Рассмотрим, какие особенности работы над широкоформатным фильмом проявились при съемке одного из эпизодов фильма «Повесть пламенных лет», названного автором сценария А. Довженко «Прощания шумели над Днепром».

«В осеннюю ночь сорок первого года прощания шумели над Днепром. Отцы и матери прощались с детьми, мужья с женами, братья с сестрами. Разлучалась любовь с любовью, надежда с надеждой, прощалось несбыточное замужество, неосуществленное материнство.

Был ветер в ту ночь. По небу проносились тревожные тучи с запада, с германской стороны, и пахло трупом и пожаром.

Прощались торопясь и, подавив тоску, уходили быстро, словно вдогонку за своими необычайными судьбами.

Никто не знал размеров грядущего в ту ночь. Не знал и герой нашей повести, солдат начала Отечественной войны Иван Орлюк.

Только чувствовал он, отходя на восток со своим полком, что наступило великое время, и, охваченный необычайностью чувства, молчал».

Этот авторский текст, музыка и шумы в стереофоническом звучании сопровождают кинокадры, составляющие монтажную картину эпизода.

По мере чтения текста на экране показываются горящие украинские хаты, партизаны, прощающиеся с семьями, обезумевшая от горя женщина, бегущая среди горящих скирд хлеба к горящей мельнице. Эта мельница с медленно крутящимися крыльями в облаках дыма, в пламени становится как бы символом ужасной трагедии, надвинувшейся на Украину.

Этот эпизод, решенный в низкой, серой тональности «под ночь», развертывающийся на широком экране, воспринимается как зрительно-звуковая увертюра ко всему фильму.

Далее, после слов: «Упали мосты на Днепре. Тяжелый рокот и гул прокатились по водным просторам. С высоких обрывов посыпалась земля» – на экране возникает кадр, в котором «на покинутом берегу, уже на той стороне, на самой крутизне стояла мать Ивана Орлюка… ».

Спокойная композиция этого кадра решена в контрасте с динамикой предыдущих кадров.

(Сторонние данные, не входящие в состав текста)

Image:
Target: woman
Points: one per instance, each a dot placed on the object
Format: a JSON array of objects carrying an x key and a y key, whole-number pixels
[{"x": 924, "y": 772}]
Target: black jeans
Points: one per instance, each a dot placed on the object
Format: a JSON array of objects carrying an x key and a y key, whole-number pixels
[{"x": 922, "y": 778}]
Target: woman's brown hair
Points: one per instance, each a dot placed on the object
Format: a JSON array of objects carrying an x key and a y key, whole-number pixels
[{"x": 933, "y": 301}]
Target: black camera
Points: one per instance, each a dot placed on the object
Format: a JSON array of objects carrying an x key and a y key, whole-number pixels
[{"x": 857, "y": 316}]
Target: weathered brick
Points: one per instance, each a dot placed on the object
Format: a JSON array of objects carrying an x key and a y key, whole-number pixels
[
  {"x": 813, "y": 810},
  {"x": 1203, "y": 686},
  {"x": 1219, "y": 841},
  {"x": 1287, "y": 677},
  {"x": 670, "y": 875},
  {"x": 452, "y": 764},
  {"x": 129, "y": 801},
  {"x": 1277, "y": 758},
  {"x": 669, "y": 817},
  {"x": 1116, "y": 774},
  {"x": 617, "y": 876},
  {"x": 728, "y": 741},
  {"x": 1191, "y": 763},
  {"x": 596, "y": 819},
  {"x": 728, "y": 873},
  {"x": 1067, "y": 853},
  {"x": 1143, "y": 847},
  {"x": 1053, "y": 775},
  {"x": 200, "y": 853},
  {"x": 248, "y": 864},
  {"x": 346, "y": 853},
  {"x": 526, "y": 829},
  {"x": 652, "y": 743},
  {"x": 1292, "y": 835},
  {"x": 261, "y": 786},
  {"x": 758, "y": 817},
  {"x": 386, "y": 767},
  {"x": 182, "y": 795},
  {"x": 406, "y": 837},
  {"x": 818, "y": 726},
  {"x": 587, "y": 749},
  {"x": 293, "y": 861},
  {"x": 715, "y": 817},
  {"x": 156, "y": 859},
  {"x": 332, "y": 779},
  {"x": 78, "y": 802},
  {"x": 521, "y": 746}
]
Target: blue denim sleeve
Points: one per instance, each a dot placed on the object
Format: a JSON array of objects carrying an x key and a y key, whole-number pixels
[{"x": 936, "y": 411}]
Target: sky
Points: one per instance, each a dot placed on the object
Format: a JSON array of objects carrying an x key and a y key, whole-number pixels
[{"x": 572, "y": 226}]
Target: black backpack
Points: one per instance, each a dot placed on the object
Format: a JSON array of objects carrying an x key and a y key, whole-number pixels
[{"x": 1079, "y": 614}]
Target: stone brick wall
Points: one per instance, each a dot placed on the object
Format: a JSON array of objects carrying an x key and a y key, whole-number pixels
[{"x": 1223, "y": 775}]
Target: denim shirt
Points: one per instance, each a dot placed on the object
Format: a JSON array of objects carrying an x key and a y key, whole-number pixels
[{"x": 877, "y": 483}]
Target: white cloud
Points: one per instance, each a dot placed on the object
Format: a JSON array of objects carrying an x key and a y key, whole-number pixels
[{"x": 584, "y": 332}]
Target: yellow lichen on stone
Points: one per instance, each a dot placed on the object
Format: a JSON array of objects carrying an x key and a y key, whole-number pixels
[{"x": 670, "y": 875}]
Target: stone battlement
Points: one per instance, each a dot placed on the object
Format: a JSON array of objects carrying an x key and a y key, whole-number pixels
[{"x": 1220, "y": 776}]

Широкий формат экрана позволил композиционно усилить чувство одиночества при виде женщины на крутом пустынном берегу на фоне далеких пожаров.

Производственная реализация изобразительного замысла этого, казалось бы, чрезвычайно простого кадра потребовала сложной подготовки. После долгих поисков недалеко от города Ржищева был найден крутой, обрывистый берег над Днепром, на фоне которого виднелось далекое Заднепровье. Проводить съемку было решено, как и все кадры этого эпизода, в режимное время, т. е. в сумерки.

Кадр из фильма «Повесть пламенных лет»

За обрывом на пространстве 1 км вплоть до самой воды были разложены большие пиротехнические костры, имитирующие пожары.

На втором плане, непосредственно за обрывом, были установлены плоскостные макеты горящих хат, а магниевые факелы, скрытые внизу за обрывом, должны были подсвечивать дымы, проносящиеся над фигурой матери, и имитировать эффект зарева от близких пожаров. Вдали, на острове посреди Днепра, также были разложены три костра с высокими черными и белыми дымами.

Нужные световые условия режимной съемки продолжались не более получаса. Учитывая, что сразу после захода солнца ветер меняет свое направление и силу, были разложены дополнительные (запасные) очаги с дымами. Все пиротехнические эффекты были рассчитаны на 30 мин горения.

Съемка производилась в направлении на западный сектор неба и требовала определенного состояния неба, которое соответствовало бы изобразительному замыслу.

Сцена снималась двумя камерами. Одна камера была установлена для съемки общего плана. Съемка актерской сцены производилась второй камерой с операторского крана и начиналась с крупного плана рук, как бы опускающихся в кадр вместе с несушимся дымом и произносимыми словами: «Отведи, господи, руку смерти..

По мере произносимых слов камера равномерно отъезжала вплоть до общего плана, на котором изображалась над обрывом фигура матери с распростертыми руками, устремленная к Заднепровью, где сквозь пожары и дымы она как бы видела своих сыновей.

«Потом, взмахнув руками, словно птица крыльями, она стала на колени и, подавшись вперед, готовая, казалось, улететь за Днепр, затужила… ».

Движение камеры в этом кадре должно было точно соответствовать ритму актерской игры. Без этого ритма, выраженного пластически и музыкально, который должны были на съемке одинаково чувствовать и актриса и кинооператор, обобщенно-символическое и в то же время абсолютно достоверное решение кадра могло бы разрушиться, «не выйти», и не удалось бы придать ему того поэтического значения, которое отводилось ему в сценарии А. Довженко.